CSV 文件是简单的,缺少Excel电子表格的许多功能。 例如, CSV 文件中:
- 值没有类型,所有东西都是字符串;
- 没有字体大小或颜色的设置;
- 没有多个工作表;
- 不能指定单元格的宽度和高度;
- 不能合并单元格;
- 不能嵌入图像或图表。
CSV的文件的优势是简单。CSV文件被许多种类的程序广泛地支持,可以在文本编辑器中查看(包括 IDLE的文件编辑器), 它是表示电子表格数据的直接方式。 CSV 格式和它声称的完全一致:它就是一个文本文件,具有逗号分隔的值。
因为CSV文件就是文本文件,所以可能会尝试将它们读入一个字符串,然后处理这个字符串。

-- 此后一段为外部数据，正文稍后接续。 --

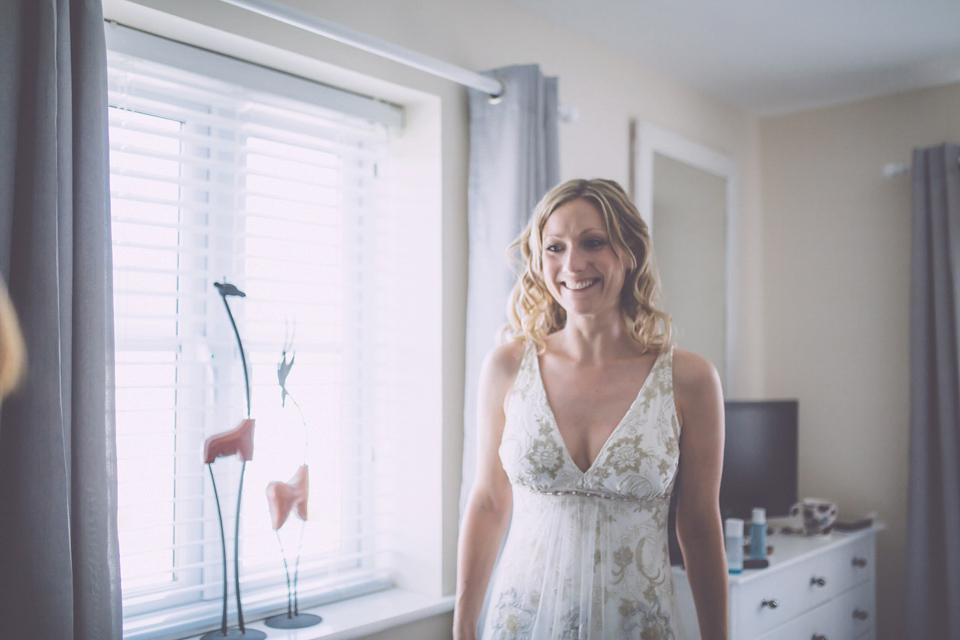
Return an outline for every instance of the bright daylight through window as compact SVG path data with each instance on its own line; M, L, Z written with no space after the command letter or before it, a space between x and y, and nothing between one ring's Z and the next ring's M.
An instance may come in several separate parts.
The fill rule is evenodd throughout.
M246 416L214 288L224 280L246 294L230 304L256 419L239 536L245 613L285 607L281 545L291 571L299 550L301 600L383 588L389 518L373 420L390 393L378 354L391 304L378 275L391 228L387 127L117 50L109 83L125 635L219 621L203 443ZM294 364L281 402L284 350ZM302 464L309 520L291 514L275 532L264 488ZM232 586L240 462L220 458L213 471Z

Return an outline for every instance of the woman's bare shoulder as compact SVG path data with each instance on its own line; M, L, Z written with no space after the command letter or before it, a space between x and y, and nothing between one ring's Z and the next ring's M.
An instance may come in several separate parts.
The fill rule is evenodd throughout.
M680 413L693 416L702 409L722 406L723 389L713 363L701 355L683 349L673 350L673 394Z
M692 351L673 350L673 386L680 392L709 390L720 386L713 363Z

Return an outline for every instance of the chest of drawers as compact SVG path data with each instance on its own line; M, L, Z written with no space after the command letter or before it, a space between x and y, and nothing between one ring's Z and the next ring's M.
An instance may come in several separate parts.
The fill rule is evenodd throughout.
M766 569L729 576L731 640L873 640L876 533L771 535ZM673 569L686 640L699 640L686 572Z

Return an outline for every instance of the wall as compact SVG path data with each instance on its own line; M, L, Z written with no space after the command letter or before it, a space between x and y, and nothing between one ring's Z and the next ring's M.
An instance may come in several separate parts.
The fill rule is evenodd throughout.
M800 493L878 512L878 638L903 627L911 150L960 141L960 84L761 123L764 371L800 399Z
M760 138L756 119L505 0L285 0L286 4L468 69L538 62L560 78L579 120L561 124L561 174L631 182L630 125L648 120L740 163L740 304L735 371L743 397L763 393ZM219 0L104 0L129 26L397 102L436 96L442 118L443 593L455 587L466 314L466 90ZM436 624L428 621L426 625ZM434 637L430 627L409 637ZM422 634L422 635L418 635Z

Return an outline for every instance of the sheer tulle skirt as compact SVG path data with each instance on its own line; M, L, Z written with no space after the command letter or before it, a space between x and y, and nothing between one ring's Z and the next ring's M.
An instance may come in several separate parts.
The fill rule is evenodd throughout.
M483 638L682 638L668 505L515 487Z

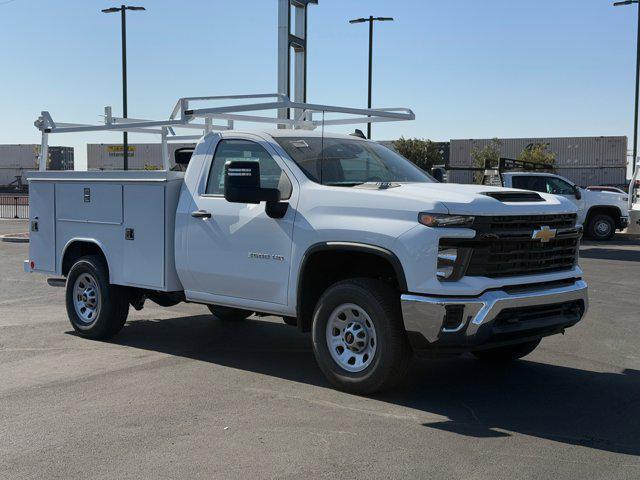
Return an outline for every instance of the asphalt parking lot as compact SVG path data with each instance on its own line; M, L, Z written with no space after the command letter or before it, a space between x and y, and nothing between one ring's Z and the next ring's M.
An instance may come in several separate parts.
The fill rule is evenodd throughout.
M0 223L0 234L23 231ZM640 240L585 243L590 311L526 360L332 390L310 338L147 303L111 342L0 242L0 478L640 478Z

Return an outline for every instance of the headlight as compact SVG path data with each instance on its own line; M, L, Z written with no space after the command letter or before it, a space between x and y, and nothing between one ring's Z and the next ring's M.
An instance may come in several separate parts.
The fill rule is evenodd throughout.
M427 227L467 228L473 224L474 217L469 215L446 215L441 213L425 213L418 215L418 222Z
M458 249L452 247L438 248L438 268L436 275L438 280L450 279L454 273L456 262L458 260Z

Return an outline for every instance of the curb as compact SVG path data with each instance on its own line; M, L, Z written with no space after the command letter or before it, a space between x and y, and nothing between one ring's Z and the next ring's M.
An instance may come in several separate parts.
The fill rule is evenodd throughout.
M8 243L29 243L28 233L7 233L0 235L0 240Z

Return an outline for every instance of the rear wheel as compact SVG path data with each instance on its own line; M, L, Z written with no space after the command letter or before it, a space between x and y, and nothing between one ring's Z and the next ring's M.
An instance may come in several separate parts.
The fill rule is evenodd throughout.
M491 361L509 361L526 357L533 352L540 344L540 339L531 342L517 343L515 345L506 345L504 347L489 348L487 350L476 350L473 353L476 358Z
M589 219L587 233L594 240L610 240L616 233L616 223L606 213L596 214Z
M69 321L86 338L109 338L118 333L129 314L125 287L109 283L109 270L97 255L82 257L69 271L66 286Z
M313 350L340 390L369 394L394 386L411 359L397 292L368 278L329 287L314 312Z
M249 318L253 312L250 310L242 310L240 308L222 307L219 305L207 305L209 311L220 320L245 320Z

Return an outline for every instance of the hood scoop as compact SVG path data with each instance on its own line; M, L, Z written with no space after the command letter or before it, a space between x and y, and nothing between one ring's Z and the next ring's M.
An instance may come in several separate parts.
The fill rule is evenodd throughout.
M482 195L495 198L500 202L544 202L536 192L482 192Z

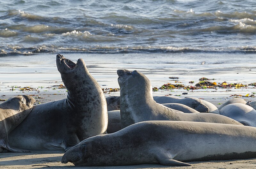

例如,因为 CSV 文件中的每个单元格有逗号分割,也许可以只是对每行文本调用 split()
方法,来取得这些值。
但并非 CSV 文件中的每个逗号,都表示两个单元格之间的分界。
CSV 文件也有自己的转义字符,允许逗号和其他字符作为值的一部分。
split()
方法不能处理这些转义字符。
因为这些潜在的缺陷,所以在 Python 中应该使用 csv
模块来读写CSV文件。
import csv
exampleFile = open('/data/demo/demo.csv')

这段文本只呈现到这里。